Anthropic released the advisor tool on the Claude Platform on April 9, making the “advisor strategy” a one-line API change for developers building agents. The approach pairs Claude Opus as a strategic advisor with Sonnet or Haiku running as the executor, keeping costs near Sonnet levels while pulling in Opus-level reasoning only when the executor gets stuck.
How It Works
The executor model (Sonnet or Haiku) runs the task end-to-end: calling tools, reading results, iterating toward a solution. When it hits a decision point beyond its capability, it escalates to Opus for guidance. Opus accesses the shared context, returns a plan, correction, or stop signal, and the executor resumes. The advisor never calls tools or produces user-facing output, according to Anthropic’s blog post.
This inverts the common sub-agent pattern where a large orchestrator decomposes work and delegates to smaller workers. In the advisor strategy, the smaller model drives and escalates without decomposition, a worker pool, or orchestration logic.
The entire handoff happens inside a single /v1/messages request. Developers declare advisor_20260301 in their tools array, set the advisor model to claude-opus-4-6, and optionally cap advisor calls with max_uses. Advisor tokens are billed at Opus rates, executor tokens at executor rates. Since the advisor typically generates 400 to 700 tokens of guidance per call, overall cost stays well below running Opus end-to-end.
Benchmark Results
Anthropic reported that Sonnet with Opus as an advisor showed a 2.7 percentage point increase on SWE-bench Multilingual over Sonnet alone, while reducing cost per agentic task by 11.9%, per Anthropic.

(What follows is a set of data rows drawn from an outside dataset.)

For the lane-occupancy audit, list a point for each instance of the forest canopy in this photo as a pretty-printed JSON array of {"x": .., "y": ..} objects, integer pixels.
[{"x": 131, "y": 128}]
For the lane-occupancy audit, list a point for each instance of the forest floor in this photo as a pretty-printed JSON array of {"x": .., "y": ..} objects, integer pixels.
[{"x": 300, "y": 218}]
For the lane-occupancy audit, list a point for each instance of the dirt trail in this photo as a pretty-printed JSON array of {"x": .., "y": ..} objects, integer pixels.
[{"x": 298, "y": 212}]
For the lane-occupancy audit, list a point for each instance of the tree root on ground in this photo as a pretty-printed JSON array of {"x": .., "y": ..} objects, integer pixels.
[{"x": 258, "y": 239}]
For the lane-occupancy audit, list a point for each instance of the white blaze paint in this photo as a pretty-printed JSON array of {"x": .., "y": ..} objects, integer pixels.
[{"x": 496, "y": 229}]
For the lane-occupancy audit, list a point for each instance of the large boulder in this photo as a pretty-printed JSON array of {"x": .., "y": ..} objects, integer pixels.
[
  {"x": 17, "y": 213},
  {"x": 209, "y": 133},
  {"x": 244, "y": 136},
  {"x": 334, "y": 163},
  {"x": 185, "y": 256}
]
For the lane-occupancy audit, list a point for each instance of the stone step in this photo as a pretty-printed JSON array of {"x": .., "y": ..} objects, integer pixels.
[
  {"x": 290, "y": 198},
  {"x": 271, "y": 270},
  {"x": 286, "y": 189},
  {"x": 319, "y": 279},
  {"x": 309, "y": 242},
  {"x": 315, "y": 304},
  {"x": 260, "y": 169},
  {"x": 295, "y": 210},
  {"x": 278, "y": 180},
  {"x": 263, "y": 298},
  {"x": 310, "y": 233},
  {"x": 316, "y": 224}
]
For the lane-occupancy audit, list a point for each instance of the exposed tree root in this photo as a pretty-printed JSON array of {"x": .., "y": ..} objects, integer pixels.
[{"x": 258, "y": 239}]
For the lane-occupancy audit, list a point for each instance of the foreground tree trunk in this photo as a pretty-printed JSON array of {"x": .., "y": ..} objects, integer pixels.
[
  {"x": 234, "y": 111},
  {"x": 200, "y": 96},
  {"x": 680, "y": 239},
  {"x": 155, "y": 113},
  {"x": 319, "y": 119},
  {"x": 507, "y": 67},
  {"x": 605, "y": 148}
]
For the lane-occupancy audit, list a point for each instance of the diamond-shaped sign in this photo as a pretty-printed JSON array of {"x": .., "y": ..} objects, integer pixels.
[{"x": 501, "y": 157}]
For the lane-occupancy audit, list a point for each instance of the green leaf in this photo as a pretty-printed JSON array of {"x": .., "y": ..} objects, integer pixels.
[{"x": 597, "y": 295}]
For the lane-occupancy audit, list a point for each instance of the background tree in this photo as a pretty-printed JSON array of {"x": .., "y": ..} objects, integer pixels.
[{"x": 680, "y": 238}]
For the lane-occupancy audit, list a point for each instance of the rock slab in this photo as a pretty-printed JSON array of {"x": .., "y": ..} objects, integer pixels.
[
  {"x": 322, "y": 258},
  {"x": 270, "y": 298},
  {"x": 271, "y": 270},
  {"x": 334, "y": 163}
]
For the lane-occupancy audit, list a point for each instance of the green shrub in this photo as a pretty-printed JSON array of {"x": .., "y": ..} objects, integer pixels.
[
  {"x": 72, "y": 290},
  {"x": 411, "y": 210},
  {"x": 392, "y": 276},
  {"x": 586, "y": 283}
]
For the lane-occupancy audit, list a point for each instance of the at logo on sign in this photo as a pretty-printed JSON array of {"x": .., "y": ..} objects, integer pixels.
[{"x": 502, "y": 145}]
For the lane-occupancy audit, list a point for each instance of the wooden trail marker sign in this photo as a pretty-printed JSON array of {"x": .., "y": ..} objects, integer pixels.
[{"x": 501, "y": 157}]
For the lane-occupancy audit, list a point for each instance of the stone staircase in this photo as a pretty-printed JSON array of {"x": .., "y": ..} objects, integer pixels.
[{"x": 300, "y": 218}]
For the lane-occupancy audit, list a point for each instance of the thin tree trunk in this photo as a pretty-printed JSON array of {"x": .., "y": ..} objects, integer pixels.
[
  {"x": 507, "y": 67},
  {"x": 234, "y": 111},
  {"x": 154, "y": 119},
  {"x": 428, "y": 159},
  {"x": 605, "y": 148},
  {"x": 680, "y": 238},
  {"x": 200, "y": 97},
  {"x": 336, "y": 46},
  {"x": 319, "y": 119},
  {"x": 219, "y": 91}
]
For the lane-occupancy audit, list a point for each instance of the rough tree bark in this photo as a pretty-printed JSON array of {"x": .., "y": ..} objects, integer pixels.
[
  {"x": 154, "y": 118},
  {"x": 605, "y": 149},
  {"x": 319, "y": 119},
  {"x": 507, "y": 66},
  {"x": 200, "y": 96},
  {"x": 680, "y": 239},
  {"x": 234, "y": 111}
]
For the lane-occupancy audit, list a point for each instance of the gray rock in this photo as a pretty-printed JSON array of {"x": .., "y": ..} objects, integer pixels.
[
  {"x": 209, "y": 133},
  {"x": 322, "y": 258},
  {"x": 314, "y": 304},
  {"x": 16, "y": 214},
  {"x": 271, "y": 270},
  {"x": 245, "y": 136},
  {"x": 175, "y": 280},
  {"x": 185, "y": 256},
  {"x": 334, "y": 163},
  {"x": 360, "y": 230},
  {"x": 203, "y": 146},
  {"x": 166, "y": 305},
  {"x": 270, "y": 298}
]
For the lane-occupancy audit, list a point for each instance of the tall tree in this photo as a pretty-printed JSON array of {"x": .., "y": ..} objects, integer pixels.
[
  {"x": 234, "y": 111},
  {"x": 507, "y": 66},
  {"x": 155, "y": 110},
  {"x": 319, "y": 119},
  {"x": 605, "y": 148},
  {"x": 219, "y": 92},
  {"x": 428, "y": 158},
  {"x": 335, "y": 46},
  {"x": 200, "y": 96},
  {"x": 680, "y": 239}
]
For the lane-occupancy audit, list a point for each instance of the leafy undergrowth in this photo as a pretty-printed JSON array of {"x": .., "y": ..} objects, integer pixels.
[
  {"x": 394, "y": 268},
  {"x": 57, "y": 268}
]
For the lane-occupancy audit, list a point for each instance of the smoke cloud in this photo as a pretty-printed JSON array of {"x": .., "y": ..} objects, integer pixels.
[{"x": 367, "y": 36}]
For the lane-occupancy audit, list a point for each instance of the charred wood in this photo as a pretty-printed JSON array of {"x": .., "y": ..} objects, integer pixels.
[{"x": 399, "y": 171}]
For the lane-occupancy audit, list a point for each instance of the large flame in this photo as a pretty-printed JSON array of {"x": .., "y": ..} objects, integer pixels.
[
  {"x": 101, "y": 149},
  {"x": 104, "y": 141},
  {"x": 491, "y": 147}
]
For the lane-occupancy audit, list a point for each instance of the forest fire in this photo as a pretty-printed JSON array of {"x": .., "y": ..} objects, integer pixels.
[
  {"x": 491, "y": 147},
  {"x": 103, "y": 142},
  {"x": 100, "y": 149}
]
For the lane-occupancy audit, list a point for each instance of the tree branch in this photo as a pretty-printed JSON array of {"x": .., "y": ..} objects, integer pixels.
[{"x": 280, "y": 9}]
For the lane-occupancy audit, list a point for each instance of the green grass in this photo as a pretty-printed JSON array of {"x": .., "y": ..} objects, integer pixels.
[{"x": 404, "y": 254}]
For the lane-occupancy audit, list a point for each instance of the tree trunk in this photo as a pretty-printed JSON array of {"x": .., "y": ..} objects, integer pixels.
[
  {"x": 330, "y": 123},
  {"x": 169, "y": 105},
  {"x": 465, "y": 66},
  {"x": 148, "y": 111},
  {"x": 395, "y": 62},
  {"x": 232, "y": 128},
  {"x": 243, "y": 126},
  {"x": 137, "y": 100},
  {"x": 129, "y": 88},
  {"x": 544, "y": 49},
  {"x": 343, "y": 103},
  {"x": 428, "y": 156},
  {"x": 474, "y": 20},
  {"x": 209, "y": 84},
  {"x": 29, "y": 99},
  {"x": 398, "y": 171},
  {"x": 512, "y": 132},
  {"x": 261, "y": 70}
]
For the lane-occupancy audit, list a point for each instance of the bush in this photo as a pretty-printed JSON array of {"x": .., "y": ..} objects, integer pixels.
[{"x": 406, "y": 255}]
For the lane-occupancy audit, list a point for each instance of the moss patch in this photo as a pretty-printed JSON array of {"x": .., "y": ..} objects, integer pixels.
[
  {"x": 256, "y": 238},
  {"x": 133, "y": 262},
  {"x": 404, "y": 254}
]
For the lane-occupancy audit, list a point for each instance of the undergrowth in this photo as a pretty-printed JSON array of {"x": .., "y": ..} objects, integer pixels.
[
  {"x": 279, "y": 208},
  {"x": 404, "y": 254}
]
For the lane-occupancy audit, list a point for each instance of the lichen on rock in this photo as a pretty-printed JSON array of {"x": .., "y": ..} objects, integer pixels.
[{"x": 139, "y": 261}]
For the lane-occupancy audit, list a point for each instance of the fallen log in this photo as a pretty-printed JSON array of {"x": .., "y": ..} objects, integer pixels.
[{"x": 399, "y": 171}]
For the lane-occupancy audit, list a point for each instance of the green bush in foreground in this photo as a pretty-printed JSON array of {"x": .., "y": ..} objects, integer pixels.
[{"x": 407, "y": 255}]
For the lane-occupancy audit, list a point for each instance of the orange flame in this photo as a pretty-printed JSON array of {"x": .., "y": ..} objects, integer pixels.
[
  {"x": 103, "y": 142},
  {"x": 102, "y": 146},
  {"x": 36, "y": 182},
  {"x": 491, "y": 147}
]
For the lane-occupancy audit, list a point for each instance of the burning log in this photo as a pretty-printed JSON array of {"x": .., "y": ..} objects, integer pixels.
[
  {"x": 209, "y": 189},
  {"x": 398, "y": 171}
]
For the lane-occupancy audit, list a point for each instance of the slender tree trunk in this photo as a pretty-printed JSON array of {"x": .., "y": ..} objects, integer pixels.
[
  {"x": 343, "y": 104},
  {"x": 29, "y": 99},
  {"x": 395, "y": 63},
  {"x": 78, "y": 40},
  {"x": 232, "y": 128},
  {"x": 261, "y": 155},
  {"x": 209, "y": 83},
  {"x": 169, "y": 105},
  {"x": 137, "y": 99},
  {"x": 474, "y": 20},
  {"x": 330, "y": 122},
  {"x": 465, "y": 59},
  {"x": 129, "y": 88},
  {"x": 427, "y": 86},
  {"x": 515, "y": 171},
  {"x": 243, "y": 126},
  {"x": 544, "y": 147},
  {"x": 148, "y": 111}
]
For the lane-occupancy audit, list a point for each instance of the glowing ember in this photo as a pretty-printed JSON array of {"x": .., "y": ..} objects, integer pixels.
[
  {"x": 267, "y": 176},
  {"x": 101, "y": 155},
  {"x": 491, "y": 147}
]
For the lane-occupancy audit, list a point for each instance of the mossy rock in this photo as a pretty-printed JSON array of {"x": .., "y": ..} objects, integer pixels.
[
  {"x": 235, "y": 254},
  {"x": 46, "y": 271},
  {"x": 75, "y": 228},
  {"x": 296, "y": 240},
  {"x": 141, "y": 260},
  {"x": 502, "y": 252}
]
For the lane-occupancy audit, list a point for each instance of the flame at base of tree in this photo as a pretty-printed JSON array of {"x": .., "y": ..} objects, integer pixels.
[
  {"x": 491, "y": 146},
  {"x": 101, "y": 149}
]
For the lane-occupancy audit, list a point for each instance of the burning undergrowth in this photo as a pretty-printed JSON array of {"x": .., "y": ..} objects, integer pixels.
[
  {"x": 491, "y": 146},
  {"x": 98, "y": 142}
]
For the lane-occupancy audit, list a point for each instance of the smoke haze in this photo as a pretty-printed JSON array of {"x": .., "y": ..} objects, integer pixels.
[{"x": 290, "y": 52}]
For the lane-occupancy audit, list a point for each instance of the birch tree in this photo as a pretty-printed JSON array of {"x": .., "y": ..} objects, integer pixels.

The Haiku numbers are more dramatic. On BrowseComp, Haiku with an Opus advisor scored 41.2%, more than double its solo score of 19.7%. That combination trails Sonnet solo by 29% in score but costs 85% less per task, making it a viable option for high-volume workloads where cost per call matters more than peak accuracy.
The Cost Architecture Shift
The advisor tool works alongside existing tools in the same API request. An agent can search the web, execute code, and consult Opus in the same loop. Pricing is tiered: advisor tokens bill at the advisor model’s rate, everything else bills at the executor’s rate.
For teams running agentic workloads at scale, the math changes meaningfully. Instead of choosing between Opus quality and Sonnet cost, the advisor strategy offers a hybrid where frontier reasoning applies only at decision points and the rest of the run stays cheap. Developers set max_uses to control how often the executor can call the advisor, providing a hard cap on the premium-tier spend.
Competitive Context
The advisor pattern sits between two existing approaches: running everything on Opus (expensive, high quality) and running everything on Sonnet (cheaper, lower ceiling). OpenAI’s Agents SDK and Google’s agent frameworks don’t currently offer an equivalent in-request model escalation mechanism. LangChain’s Deep Agents Deploy, released the same week, takes a different approach: model-agnostic deployment with no built-in tiered reasoning. Anthropic’s bet is that the quality-cost tradeoff problem is best solved inside the API, not inside the framework.